Its also why (DM me or give me a call) is not the way to help others.
a 20 amp circuit design will indeed melt wires that are designed to support 20 amps.
I do understand ohms law...but I was trying to explain things in a public forum , of non electrical engineers, to help.
Happy to hear criticism, but I am also quite comfortable in my own skin to help others in a public forum, so others can refine the answer and create a positive outcome.
Rich
As am I. So let’s help others by understanding what is going on.
So let’s be clear that a circuit designed to pull 20A will not melt when pulling 20A through good wire. It can actually melt when pulling LESS than 20A through degraded wiring.
How?
Let’s start with ohms law and a 12v system
To draw 20A, how much resistance was in the circuit as designed?

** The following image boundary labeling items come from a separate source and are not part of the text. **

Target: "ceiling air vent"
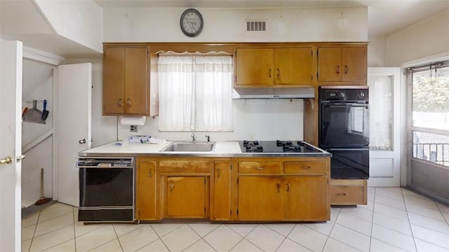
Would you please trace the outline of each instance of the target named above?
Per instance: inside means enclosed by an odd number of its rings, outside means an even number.
[[[246,20],[246,31],[267,31],[267,21]]]

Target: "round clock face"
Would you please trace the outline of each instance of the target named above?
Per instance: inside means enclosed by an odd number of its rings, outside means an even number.
[[[182,13],[180,23],[182,32],[190,37],[198,36],[203,29],[203,17],[199,11],[193,8]]]

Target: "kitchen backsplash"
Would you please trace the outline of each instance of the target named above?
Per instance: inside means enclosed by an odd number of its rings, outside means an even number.
[[[234,131],[230,132],[195,132],[197,141],[302,140],[304,101],[301,99],[233,100]],[[147,118],[138,132],[130,132],[129,125],[118,125],[118,139],[132,135],[151,135],[169,141],[190,141],[189,132],[159,132],[159,117]]]

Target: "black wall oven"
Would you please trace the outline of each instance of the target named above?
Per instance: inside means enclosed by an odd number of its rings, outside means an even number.
[[[333,155],[331,178],[368,178],[368,87],[320,87],[319,99],[319,146]]]
[[[79,158],[77,167],[79,221],[134,221],[134,158]]]

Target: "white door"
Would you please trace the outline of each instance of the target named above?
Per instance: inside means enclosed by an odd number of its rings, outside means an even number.
[[[401,70],[368,67],[370,94],[369,186],[401,183]]]
[[[22,44],[0,41],[0,251],[20,251]]]
[[[78,153],[91,146],[92,64],[58,66],[58,201],[79,206]]]

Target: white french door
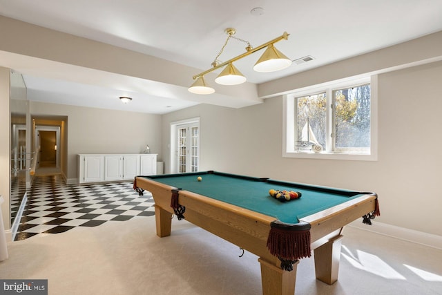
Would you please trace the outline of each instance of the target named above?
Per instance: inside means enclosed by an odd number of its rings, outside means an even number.
[[[200,169],[200,124],[177,126],[177,167],[178,173],[196,172]]]

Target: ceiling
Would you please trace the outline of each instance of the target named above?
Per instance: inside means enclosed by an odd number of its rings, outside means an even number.
[[[262,8],[262,13],[251,13],[255,8]],[[251,69],[259,53],[236,62],[248,82],[254,84],[442,30],[441,0],[0,0],[0,15],[201,71],[211,67],[227,37],[224,30],[229,27],[236,29],[236,37],[254,47],[287,31],[289,40],[277,43],[276,47],[294,60],[314,57],[311,61],[294,63],[287,69],[267,74]],[[219,59],[238,55],[244,47],[243,42],[231,39]],[[23,75],[30,100],[155,114],[204,102],[184,96],[160,97],[135,86],[150,82],[111,73],[100,73],[100,84],[86,82],[92,70],[74,66],[59,68],[62,75],[48,75],[53,66],[49,61],[38,61],[30,70],[23,65],[30,61],[19,60],[21,57],[8,57],[7,66]],[[5,66],[1,64],[2,60],[6,57],[0,54],[0,66]],[[81,81],[79,77],[85,79]],[[122,86],[124,83],[127,85]],[[168,86],[151,85],[163,93]],[[132,102],[123,105],[117,98],[122,95],[132,97]],[[234,104],[231,106],[238,107]]]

12v / 20A = 0.6 ohms of resistance
This 0.6 ohms of resistance would represent normal solenoid resistance + the wiring resistance which should be almost, but not quite equal to 0.

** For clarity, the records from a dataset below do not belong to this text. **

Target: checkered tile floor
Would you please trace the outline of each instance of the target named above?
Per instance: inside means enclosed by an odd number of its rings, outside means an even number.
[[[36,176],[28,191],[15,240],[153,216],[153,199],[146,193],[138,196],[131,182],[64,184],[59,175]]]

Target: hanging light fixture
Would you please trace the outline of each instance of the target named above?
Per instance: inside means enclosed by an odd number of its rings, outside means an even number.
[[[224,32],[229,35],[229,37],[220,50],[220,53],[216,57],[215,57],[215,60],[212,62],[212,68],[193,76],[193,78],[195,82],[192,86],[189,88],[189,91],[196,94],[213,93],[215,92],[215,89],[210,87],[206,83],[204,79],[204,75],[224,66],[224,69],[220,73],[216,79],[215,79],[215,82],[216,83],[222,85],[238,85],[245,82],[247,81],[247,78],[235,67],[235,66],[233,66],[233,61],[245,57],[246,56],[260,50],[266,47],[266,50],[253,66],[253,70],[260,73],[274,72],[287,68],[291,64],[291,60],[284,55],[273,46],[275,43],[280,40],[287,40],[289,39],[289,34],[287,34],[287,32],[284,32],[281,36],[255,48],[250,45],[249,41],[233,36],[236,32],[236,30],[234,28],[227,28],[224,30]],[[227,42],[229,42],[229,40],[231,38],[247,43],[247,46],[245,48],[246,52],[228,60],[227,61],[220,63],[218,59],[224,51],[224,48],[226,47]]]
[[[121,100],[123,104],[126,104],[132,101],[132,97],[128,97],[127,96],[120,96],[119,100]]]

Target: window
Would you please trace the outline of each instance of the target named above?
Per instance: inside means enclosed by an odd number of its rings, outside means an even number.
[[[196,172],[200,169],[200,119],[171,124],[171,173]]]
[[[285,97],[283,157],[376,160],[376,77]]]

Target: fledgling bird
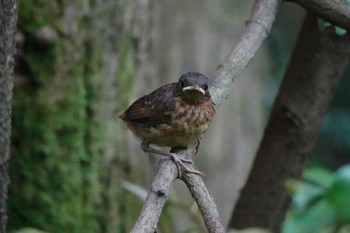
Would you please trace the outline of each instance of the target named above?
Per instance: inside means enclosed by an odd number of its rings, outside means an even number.
[[[192,163],[175,153],[163,152],[150,144],[160,147],[187,148],[197,142],[207,130],[215,114],[215,104],[209,93],[209,79],[197,72],[183,74],[176,83],[166,84],[145,95],[119,117],[127,127],[142,140],[145,152],[159,154],[172,159],[181,177],[180,166],[189,170],[184,163]]]

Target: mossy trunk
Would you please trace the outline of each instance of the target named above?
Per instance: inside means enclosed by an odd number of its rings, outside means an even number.
[[[19,3],[9,227],[124,232],[135,204],[116,119],[138,73],[148,5],[138,1]],[[147,14],[146,14],[147,15]],[[146,23],[145,23],[146,22]],[[136,213],[135,213],[136,214]]]

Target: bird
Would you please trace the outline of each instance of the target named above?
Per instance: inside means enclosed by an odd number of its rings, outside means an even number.
[[[192,160],[182,158],[172,150],[164,152],[150,145],[186,149],[196,143],[198,152],[201,135],[215,114],[209,81],[208,77],[198,72],[184,73],[178,82],[159,87],[119,114],[127,128],[142,140],[142,150],[173,160],[179,177],[180,167],[187,173],[203,173],[187,168],[185,163],[193,163]]]

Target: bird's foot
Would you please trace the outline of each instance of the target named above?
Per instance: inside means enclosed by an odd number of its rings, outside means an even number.
[[[177,170],[178,170],[178,173],[179,173],[179,179],[181,179],[181,177],[182,177],[182,171],[185,171],[186,173],[192,173],[192,174],[204,176],[204,174],[202,172],[189,169],[185,165],[185,163],[193,164],[193,161],[190,159],[181,158],[180,156],[178,156],[175,153],[168,153],[168,155],[164,155],[163,158],[164,159],[171,159],[175,163]]]
[[[199,137],[196,139],[196,142],[195,142],[195,144],[196,144],[195,152],[194,152],[195,155],[196,155],[196,154],[198,153],[198,151],[199,151],[199,146],[201,145],[201,141],[202,141],[202,137],[199,136]]]

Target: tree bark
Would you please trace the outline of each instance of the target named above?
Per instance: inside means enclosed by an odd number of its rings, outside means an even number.
[[[0,232],[6,232],[17,1],[0,1]]]
[[[307,15],[230,227],[279,232],[290,203],[283,183],[300,178],[349,55],[349,34],[320,31]]]
[[[10,230],[129,228],[132,214],[120,216],[139,203],[128,202],[132,194],[120,185],[128,159],[115,116],[147,59],[141,37],[148,7],[147,1],[20,1]]]
[[[350,31],[350,5],[345,1],[334,0],[285,0],[295,2],[308,12],[317,15],[333,26],[342,27]]]

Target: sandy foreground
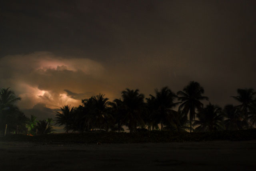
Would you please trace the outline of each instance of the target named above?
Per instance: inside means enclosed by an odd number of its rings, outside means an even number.
[[[0,170],[256,170],[256,141],[145,144],[0,142]]]

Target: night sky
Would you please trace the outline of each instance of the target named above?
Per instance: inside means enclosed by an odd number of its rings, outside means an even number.
[[[39,119],[100,93],[112,100],[138,88],[148,97],[190,81],[212,103],[234,103],[237,88],[256,89],[256,7],[255,0],[5,1],[0,86]]]

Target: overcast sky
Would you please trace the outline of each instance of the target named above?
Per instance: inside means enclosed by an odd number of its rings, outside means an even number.
[[[26,115],[126,88],[195,81],[221,107],[256,89],[254,0],[53,1],[0,5],[0,86]]]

So now let’s say the wiring has corroded and increased to 0.5 ohms of resistance by itself. We now have a circuit with 0.5 ohms of wiring resistance + 0.6 ohms of solenoid resistance. This is 1.1 ohms of total resistance.

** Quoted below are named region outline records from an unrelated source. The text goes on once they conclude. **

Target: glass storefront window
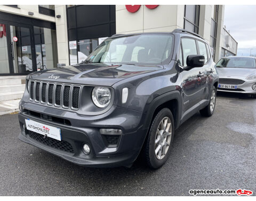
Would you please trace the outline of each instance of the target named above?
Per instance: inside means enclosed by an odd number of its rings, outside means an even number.
[[[69,41],[69,60],[70,65],[74,65],[77,63],[77,47],[76,41]]]
[[[198,34],[200,6],[185,5],[185,8],[184,29]]]
[[[10,26],[13,73],[25,73],[33,71],[30,33],[29,28]],[[18,41],[12,39],[16,37]]]
[[[10,73],[6,26],[0,24],[0,73]]]
[[[71,40],[69,41],[70,65],[85,60],[88,56],[108,37]]]
[[[55,10],[55,6],[54,5],[38,5],[39,6],[49,9],[51,10]]]
[[[34,27],[37,70],[57,67],[55,31],[38,27]]]
[[[77,43],[78,63],[85,60],[98,45],[98,39],[80,40]]]

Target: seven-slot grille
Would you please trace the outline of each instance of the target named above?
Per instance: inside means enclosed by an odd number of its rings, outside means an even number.
[[[29,83],[30,100],[54,106],[78,110],[81,87],[78,86],[31,81]]]
[[[219,83],[226,84],[226,85],[242,85],[245,81],[238,79],[231,79],[231,78],[220,78],[219,79]]]

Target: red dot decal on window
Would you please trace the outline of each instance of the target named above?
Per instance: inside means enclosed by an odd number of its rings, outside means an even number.
[[[141,5],[125,5],[125,7],[130,13],[135,13],[140,9]]]
[[[146,7],[149,9],[154,9],[157,7],[159,5],[146,5]]]

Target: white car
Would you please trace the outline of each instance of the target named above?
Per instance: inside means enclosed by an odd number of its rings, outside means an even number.
[[[220,78],[218,90],[249,94],[256,97],[255,57],[223,57],[217,62],[216,67]]]

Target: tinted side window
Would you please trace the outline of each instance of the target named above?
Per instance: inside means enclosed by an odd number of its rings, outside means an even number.
[[[206,46],[204,43],[197,40],[198,43],[199,54],[201,55],[204,56],[205,61],[204,63],[208,62],[208,56],[207,55]]]
[[[208,55],[208,59],[210,60],[211,59],[211,52],[209,49],[209,46],[208,45],[206,45],[206,48],[207,48],[207,54]]]
[[[184,66],[187,66],[187,57],[189,55],[197,54],[196,40],[190,38],[182,38]]]
[[[182,52],[181,52],[181,47],[180,47],[180,55],[179,55],[178,62],[180,65],[183,65]]]

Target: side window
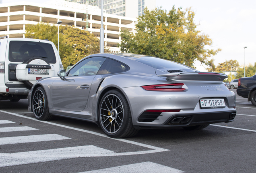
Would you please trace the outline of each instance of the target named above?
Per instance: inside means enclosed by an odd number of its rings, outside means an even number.
[[[27,41],[10,42],[9,61],[23,62],[33,56],[45,58],[50,63],[56,62],[54,51],[50,44]]]
[[[124,72],[129,70],[126,65],[118,61],[107,59],[104,63],[98,74],[104,74]]]
[[[85,59],[70,70],[68,76],[95,75],[105,60],[101,57]]]

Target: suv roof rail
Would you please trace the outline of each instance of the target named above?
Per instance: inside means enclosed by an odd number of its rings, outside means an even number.
[[[4,36],[3,37],[0,37],[0,39],[8,38],[8,36]]]

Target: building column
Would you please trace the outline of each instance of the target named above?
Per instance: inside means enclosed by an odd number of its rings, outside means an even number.
[[[75,27],[76,27],[76,12],[75,12],[74,15],[74,20],[75,20],[74,22],[74,25]]]
[[[39,10],[39,12],[40,13],[42,13],[42,7],[40,7]],[[41,14],[40,14],[40,15],[41,15]],[[40,16],[39,17],[39,22],[42,22],[42,17],[41,16]]]

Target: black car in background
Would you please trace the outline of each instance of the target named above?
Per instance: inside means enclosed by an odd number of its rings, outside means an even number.
[[[239,78],[236,92],[239,96],[248,98],[248,101],[256,106],[256,74],[249,77]]]

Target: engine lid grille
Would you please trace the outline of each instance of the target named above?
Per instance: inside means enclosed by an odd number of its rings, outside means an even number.
[[[180,70],[167,70],[169,73],[172,72],[183,72],[182,71]]]

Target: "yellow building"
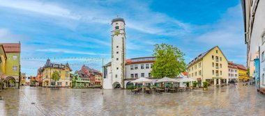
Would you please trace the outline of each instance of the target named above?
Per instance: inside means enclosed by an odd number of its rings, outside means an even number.
[[[228,61],[221,49],[215,47],[199,54],[188,65],[188,78],[199,85],[208,81],[211,85],[228,83]]]
[[[3,88],[16,88],[20,83],[20,51],[21,44],[19,43],[0,43],[2,49],[6,53],[6,60],[1,58],[4,63],[1,65],[1,79],[0,84]],[[3,51],[1,51],[3,52]]]
[[[238,79],[241,81],[248,81],[250,77],[248,76],[248,70],[245,66],[239,64],[236,64],[238,69]]]
[[[4,79],[4,74],[6,73],[6,55],[3,45],[0,44],[0,88],[1,88],[1,83]]]
[[[51,78],[52,74],[55,72],[60,74],[60,79],[56,83],[54,80]],[[72,69],[70,68],[68,63],[66,65],[51,63],[50,59],[47,60],[46,64],[42,68],[43,77],[43,87],[70,87],[72,85],[70,81],[70,72]]]

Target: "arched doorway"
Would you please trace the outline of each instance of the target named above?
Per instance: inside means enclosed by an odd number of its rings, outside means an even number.
[[[126,83],[126,89],[134,89],[134,87],[133,83],[130,83],[130,81]]]
[[[121,84],[119,82],[114,82],[112,84],[112,88],[114,89],[121,88]]]
[[[5,79],[6,83],[6,88],[15,88],[15,79],[13,76],[8,76]]]
[[[49,81],[45,81],[44,82],[44,85],[45,85],[45,86],[48,86],[49,85]]]

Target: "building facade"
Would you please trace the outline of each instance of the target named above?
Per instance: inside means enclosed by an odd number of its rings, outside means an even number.
[[[255,86],[257,90],[259,91],[259,58],[257,58],[254,59],[254,65],[255,70],[254,71],[253,76],[255,78]]]
[[[109,78],[106,78],[103,81],[103,88],[106,89],[112,89],[113,86],[123,88],[124,85],[126,58],[125,25],[123,18],[116,18],[112,21],[112,62],[108,65],[110,66],[108,71],[111,72],[108,75],[111,76],[105,76]]]
[[[6,54],[5,57],[1,55],[1,69],[3,71],[1,74],[0,84],[3,88],[18,88],[20,72],[20,42],[1,43],[0,45],[2,49],[3,48],[3,51],[2,50],[1,52],[4,52]]]
[[[216,46],[199,54],[188,63],[188,77],[196,80],[200,86],[204,81],[208,81],[212,85],[227,83],[227,59]]]
[[[55,72],[58,72],[60,74],[60,79],[55,83],[52,79],[52,74]],[[42,82],[43,87],[70,87],[72,86],[72,82],[70,81],[70,72],[72,69],[68,63],[66,65],[52,63],[50,60],[48,59],[46,61],[45,65],[42,68]]]
[[[241,0],[241,5],[247,44],[247,67],[250,67],[250,61],[257,56],[259,58],[259,90],[265,93],[265,1]]]
[[[248,70],[243,65],[236,64],[238,69],[238,80],[241,81],[248,81],[250,78],[248,75]]]
[[[228,61],[228,79],[238,81],[238,69],[237,66],[232,61]]]
[[[89,78],[90,86],[102,86],[103,74],[100,71],[90,68],[84,65],[82,67],[80,71]]]
[[[90,87],[89,77],[82,71],[75,71],[72,78],[72,87],[75,88],[89,88]]]

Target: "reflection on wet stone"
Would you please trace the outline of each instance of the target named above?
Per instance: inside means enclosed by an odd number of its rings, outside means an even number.
[[[255,87],[133,94],[130,90],[22,87],[3,90],[0,115],[264,115]]]

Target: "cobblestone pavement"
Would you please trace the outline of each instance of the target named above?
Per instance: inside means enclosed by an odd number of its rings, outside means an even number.
[[[0,95],[0,115],[265,115],[265,95],[252,86],[151,94],[22,87]]]

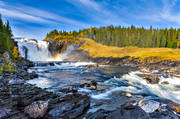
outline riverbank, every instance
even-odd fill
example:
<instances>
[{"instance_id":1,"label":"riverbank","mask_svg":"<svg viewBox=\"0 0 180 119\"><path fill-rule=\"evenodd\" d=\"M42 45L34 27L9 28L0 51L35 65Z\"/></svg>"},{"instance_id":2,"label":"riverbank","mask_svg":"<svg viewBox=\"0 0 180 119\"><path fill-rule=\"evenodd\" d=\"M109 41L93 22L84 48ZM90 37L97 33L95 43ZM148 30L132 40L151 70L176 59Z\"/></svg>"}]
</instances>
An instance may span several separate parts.
<instances>
[{"instance_id":1,"label":"riverbank","mask_svg":"<svg viewBox=\"0 0 180 119\"><path fill-rule=\"evenodd\" d=\"M47 63L47 65L48 64L49 63ZM42 65L44 66L44 64ZM50 66L53 65L55 64L50 63ZM29 65L27 62L25 63L24 61L24 64L21 64L21 66L18 67L18 70L29 74L29 72L27 72L27 68L30 68L29 66L33 65ZM92 68L95 68L96 70L96 65L95 67L92 67L91 65L85 65L85 68L87 70L93 70ZM81 75L83 74L81 73ZM2 119L111 119L115 117L117 118L117 114L119 115L118 119L123 119L125 117L134 119L137 116L141 117L142 119L151 119L155 117L160 119L178 119L178 116L173 112L179 111L179 104L177 103L173 103L168 100L163 101L160 99L147 99L145 98L146 96L125 93L121 91L117 92L118 95L114 95L118 96L118 100L116 98L116 103L119 102L119 108L115 108L113 110L98 109L96 112L90 111L94 108L94 106L96 107L98 105L93 106L91 103L92 97L90 98L88 93L83 93L79 91L79 88L86 89L87 87L89 90L98 90L96 89L98 80L95 82L90 81L91 83L89 84L84 82L81 85L76 84L61 87L62 89L60 89L58 93L52 93L47 91L46 89L41 89L36 87L35 85L26 83L27 79L24 80L23 77L23 73L1 74L0 93L2 95L0 96L0 117ZM31 77L28 77L28 79L31 79ZM102 90L103 93L104 89L100 90ZM100 105L101 103L114 103L113 99L111 100L112 102L106 102L105 100L105 102L103 102L103 100L99 101L100 102L98 104ZM151 105L151 107L149 105ZM149 112L149 110L151 111Z\"/></svg>"},{"instance_id":2,"label":"riverbank","mask_svg":"<svg viewBox=\"0 0 180 119\"><path fill-rule=\"evenodd\" d=\"M86 94L58 95L26 83L37 78L37 74L27 71L31 66L31 62L23 60L17 65L17 72L0 74L1 119L72 119L87 110L90 98Z\"/></svg>"}]
</instances>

So how much current will we pull?
12v / 1.1 ohms = 10.9A
Circuit is now unable to pull full current. In fact, it is only pulling slightly more than 1/2 of the design current. So if in this example, the solenoid needs 20A of current to operate the solenoid, it can’t pull that current and the starter solenoid won’t energise properly. This will be true regardless of how many grounds are attached to the solenoid.
So why does the wiring melt when pulling less than 20A it was designed to pull?
The power (I.e heat) the circuit has to to dissipate is Power = current ^2 (squared) * Resistance
When wiring is near 0 ohms, there is no heat created . This is the design condition of healthy wire.
But we have 0.5 ohms of resistance, internal to the wire, created by corrosion.
So how much power (heat) will be created by pullling that 10.9A though the corroded wire?
Power =10.9A * 10.9A * 0.5 ohms
Power = 59 watts
So now we are asking a wire to dissipate 59 watts of heat. Remembering that it was not designed to do this. 59 watts may not sound like much but it is quite a bit. Trying to pick up a 10 watt ceramic resistor that is operating normally will be quite hot to the touch and uncomfortable to hold. We are talking about roughly 6 times hotter.
So this is how wiring melts from corrosion while actually pulling LESS current than what the circuit was originally designed for.